List of CASTOR meetings

Operations News

  • Proposed CASTOR face to face W/C Oct 5th or 12th
  • Update on failure of GDSS763 (atlasStrip) - CPUs replaced / drives have been returned to original hardware and GDSS782 (the donor headnode) also returned to original state. Both servers have completed passed acceptance test and are ready to be returned to production.

--old--

  • Juno (CASTOR Facilities) Oracle update to 11.2.0.4
  • xroot update for Alice
  • DiRAC data being written
  • Brain investigating rebalancing changes
  • Change to improve file open times on CASTOR (central db, subrequest todo procedure) - LHCb open times almost halved, additional tuning next week
  • Checksum issues – Shaun’s tool run on all VOs. Currently investigating further changes following discussion with CERN.
  • Draining on Atlas
  • Facilities CASTOR - change to time to write to tape from 30 mins to 5 mins now
  • CASTOR rebalancing underway
  • SL6 - tape x3 in Facilities completed, 9 to go
  • New LHCb tape pools created
  • Mice (Castor Gen) will be operating overnight and able to call pri oncall
  • All tape servers have now been upgraded to SL6 and are running smoothly
  • On a related note, the disk server SL6 configuration is ready but waiting for the Oracle updates to be completed.
    • We are examining options for running this in a slow-and-steady fashion with CASTOR up.
  • 13-generation disk servers are being prepared for deployment into CASTOR production
  • We are examining options for the upgrade of the CASTOR DBs to Oracle version 11.2.0.4. The experiments are keen to avoid downtime early in run 2, so some careful scheduling will be necessary.


Operations Problems

  • GDSS657 (LHCb tape backed) failed. 31 canbemigrs, 6 of which had failed checksums rest were copyed back into castor.

--old--

  • Lots of checksum errors this week – LHCb and some others, under investigation at this point (need to rule out that its not connected to rebalancing reconfiguration)
  • there are some problems with the information provider for DiRAC - reporting disk only etc
  • A flood of SRM DB dups on Atlas - all have been cleared Fri 26th
  • Data loss on castor facilities Diamond which appears to have been caused by failure of fdsdss30, files not written to tape possibly because of a bug in CASTOR (Matt doing post mortem).
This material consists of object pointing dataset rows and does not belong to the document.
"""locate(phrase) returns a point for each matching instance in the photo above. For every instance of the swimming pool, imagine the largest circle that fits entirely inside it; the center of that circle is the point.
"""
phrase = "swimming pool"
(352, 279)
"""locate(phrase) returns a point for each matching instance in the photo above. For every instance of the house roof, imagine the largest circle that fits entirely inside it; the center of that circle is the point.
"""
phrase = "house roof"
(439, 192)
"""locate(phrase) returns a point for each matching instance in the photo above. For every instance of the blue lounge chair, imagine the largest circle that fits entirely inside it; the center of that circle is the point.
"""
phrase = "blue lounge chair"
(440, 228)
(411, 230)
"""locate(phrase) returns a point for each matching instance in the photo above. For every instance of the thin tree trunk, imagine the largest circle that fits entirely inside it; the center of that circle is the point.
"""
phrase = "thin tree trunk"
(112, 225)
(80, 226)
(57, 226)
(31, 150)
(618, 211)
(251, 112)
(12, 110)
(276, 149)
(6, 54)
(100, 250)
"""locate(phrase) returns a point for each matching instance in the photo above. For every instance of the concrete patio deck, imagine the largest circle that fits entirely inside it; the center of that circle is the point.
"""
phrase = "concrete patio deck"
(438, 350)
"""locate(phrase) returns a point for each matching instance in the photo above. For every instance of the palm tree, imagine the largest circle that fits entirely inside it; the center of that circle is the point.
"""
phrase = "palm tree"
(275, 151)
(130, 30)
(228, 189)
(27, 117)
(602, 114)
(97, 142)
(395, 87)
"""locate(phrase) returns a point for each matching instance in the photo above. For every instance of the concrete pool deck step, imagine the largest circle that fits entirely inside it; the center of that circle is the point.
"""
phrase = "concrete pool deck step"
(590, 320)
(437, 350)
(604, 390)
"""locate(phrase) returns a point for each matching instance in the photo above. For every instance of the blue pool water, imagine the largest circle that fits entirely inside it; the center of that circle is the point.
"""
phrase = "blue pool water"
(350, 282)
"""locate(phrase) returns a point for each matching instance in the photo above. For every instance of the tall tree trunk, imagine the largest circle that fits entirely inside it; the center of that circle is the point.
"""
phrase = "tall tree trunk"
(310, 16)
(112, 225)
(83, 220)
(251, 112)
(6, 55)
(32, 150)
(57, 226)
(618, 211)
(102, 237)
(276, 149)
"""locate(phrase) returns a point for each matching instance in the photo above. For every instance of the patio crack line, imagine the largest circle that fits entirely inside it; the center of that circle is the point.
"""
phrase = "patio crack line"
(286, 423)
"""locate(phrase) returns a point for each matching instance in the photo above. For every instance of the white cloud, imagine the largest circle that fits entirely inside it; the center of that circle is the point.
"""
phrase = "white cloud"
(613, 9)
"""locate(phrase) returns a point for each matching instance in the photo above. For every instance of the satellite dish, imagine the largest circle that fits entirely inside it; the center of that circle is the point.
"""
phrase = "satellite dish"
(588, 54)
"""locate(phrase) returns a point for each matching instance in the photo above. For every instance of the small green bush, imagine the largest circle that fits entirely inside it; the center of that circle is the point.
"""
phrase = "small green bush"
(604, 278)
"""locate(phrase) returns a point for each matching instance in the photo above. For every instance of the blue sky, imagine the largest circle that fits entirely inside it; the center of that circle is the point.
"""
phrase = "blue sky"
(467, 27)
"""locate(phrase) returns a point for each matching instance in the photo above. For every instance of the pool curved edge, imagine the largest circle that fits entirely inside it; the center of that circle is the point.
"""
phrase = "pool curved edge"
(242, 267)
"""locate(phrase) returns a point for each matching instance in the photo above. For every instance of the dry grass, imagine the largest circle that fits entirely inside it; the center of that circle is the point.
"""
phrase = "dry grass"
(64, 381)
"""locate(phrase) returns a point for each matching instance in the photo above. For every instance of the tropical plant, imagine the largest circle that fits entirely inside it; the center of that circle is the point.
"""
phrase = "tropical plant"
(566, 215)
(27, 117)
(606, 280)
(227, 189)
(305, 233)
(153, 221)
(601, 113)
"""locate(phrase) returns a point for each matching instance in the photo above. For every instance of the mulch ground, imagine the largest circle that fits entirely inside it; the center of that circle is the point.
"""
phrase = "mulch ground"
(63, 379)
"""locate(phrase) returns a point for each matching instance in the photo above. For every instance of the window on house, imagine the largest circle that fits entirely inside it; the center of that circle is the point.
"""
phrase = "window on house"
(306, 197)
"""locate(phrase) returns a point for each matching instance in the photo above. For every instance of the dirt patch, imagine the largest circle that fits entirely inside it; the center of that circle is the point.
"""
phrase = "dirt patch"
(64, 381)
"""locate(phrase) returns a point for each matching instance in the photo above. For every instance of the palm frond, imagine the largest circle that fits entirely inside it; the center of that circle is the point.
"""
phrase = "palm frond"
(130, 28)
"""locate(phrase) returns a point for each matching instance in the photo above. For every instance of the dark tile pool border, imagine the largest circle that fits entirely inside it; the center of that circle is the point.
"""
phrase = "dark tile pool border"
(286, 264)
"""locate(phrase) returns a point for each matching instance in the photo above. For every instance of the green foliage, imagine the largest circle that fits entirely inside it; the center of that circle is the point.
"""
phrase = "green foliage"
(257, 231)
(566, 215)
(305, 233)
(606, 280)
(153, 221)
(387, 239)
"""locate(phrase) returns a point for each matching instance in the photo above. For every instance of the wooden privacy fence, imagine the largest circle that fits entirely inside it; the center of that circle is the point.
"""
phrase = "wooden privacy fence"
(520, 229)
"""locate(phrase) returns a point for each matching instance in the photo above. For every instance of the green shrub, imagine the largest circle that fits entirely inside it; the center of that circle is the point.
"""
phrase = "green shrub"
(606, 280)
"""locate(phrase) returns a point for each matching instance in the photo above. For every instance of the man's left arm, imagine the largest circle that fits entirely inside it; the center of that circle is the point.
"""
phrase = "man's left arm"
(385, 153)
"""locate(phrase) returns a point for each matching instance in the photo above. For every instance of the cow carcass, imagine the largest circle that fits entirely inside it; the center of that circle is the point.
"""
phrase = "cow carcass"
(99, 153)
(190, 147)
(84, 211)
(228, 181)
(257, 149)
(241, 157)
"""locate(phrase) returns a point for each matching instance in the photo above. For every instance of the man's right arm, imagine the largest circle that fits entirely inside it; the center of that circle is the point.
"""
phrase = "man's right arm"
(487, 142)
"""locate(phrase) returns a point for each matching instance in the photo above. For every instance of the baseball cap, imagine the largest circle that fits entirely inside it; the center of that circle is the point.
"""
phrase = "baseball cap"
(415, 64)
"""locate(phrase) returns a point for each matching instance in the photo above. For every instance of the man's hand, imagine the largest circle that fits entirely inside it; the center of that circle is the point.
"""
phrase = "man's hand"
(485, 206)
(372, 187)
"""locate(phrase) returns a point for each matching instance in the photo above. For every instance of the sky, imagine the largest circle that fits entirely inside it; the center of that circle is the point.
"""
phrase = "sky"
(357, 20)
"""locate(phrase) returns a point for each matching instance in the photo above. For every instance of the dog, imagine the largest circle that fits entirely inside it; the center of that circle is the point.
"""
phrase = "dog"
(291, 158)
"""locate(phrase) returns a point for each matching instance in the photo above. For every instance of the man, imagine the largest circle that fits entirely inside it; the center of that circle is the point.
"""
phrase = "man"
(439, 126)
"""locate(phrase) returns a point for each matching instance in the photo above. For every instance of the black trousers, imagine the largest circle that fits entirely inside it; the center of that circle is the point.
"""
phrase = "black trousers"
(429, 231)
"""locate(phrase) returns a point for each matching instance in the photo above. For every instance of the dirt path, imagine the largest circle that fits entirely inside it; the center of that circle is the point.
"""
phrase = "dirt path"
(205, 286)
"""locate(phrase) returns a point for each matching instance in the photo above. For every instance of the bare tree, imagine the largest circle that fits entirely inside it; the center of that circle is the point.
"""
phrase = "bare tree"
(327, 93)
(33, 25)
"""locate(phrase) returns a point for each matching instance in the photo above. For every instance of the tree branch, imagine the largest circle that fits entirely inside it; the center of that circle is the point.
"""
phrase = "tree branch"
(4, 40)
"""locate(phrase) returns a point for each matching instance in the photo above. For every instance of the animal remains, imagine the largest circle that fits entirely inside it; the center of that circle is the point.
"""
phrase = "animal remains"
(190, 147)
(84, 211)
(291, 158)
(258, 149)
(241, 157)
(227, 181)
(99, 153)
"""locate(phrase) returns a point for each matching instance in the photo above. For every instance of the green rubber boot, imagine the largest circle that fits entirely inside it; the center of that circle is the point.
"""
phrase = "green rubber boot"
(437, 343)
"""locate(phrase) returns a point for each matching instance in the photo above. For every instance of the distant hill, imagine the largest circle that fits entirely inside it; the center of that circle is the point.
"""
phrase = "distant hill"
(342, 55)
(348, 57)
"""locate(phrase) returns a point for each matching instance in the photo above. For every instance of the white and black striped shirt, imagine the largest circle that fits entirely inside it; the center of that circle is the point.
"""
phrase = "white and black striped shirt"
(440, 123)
Files are still present on Diamond's network and will be rewritten.
  • Fermilab 50MB/s some trans and 0.1MB/s others ... might be an issue at fermilab on particular server, Brian investigating
  • The gridmap file on the the webdav host lcgcadm04.gridpp.rl.ac.uk is not auto-updating - needed for lhcb and vo.dirac.ac.uk
  • Atlas running out of space (read-only being included in free space accounting not helping)
  • CLF VO issues - configuration error corrected
  • GDSS711 CMSdisk – issue around statup of xroot needs to be considered further
  • AtlasStripInput is filling up - need to deploy new servers
  • CMS fileopen issue - have allowed unscheduled xroot reads / need to be documented for oncall
  • Atlas files without NS checksums causing file copies to fail (may affect other VOs)
  • Possible problem identified when creating new service class for DiRAC, castor external emailed
  • standby DBs for castor are occasionally 10 or 15 mins behind and return to sync
  • xroot redirection - works with our redirector but not others, this started during a past upgrade - shaun debugging.
    • We have determined that the most serious incidence of this problem is due to a number of hot datasets that are located almost entirely on one node. Shaun has implemented a process to redistribute this data across the rest of the cmsDisk pool.
  • Retrieval errors from facilities castor - a number of similar incidents seen in last few weeks.
  • GDSS757 cmsDisk / 763 atlasStripInput - new motherboards, fabric acceptance test complete, ready for deployment.
  • A higher number of checksum errors (Alice) - found to be due to VO actions. This is being cleared up.
  • Atlas are putting files (sonar.test files) into un-routable paths - this looks like an issue with the space token used. Brian working on this.
    • This is related to a problem with latest gfal libraries - not a new problem but Atlas are starting to exercise functionality and identifying these issues
  • castor functional test on lcgccvm02 causing problems - Gareth reviewing.


Blocking Issues

  • grid ftp bug in SL6 - stops any globus copy if a client is using a particular library. This is a show stopper for SL6 on disk server.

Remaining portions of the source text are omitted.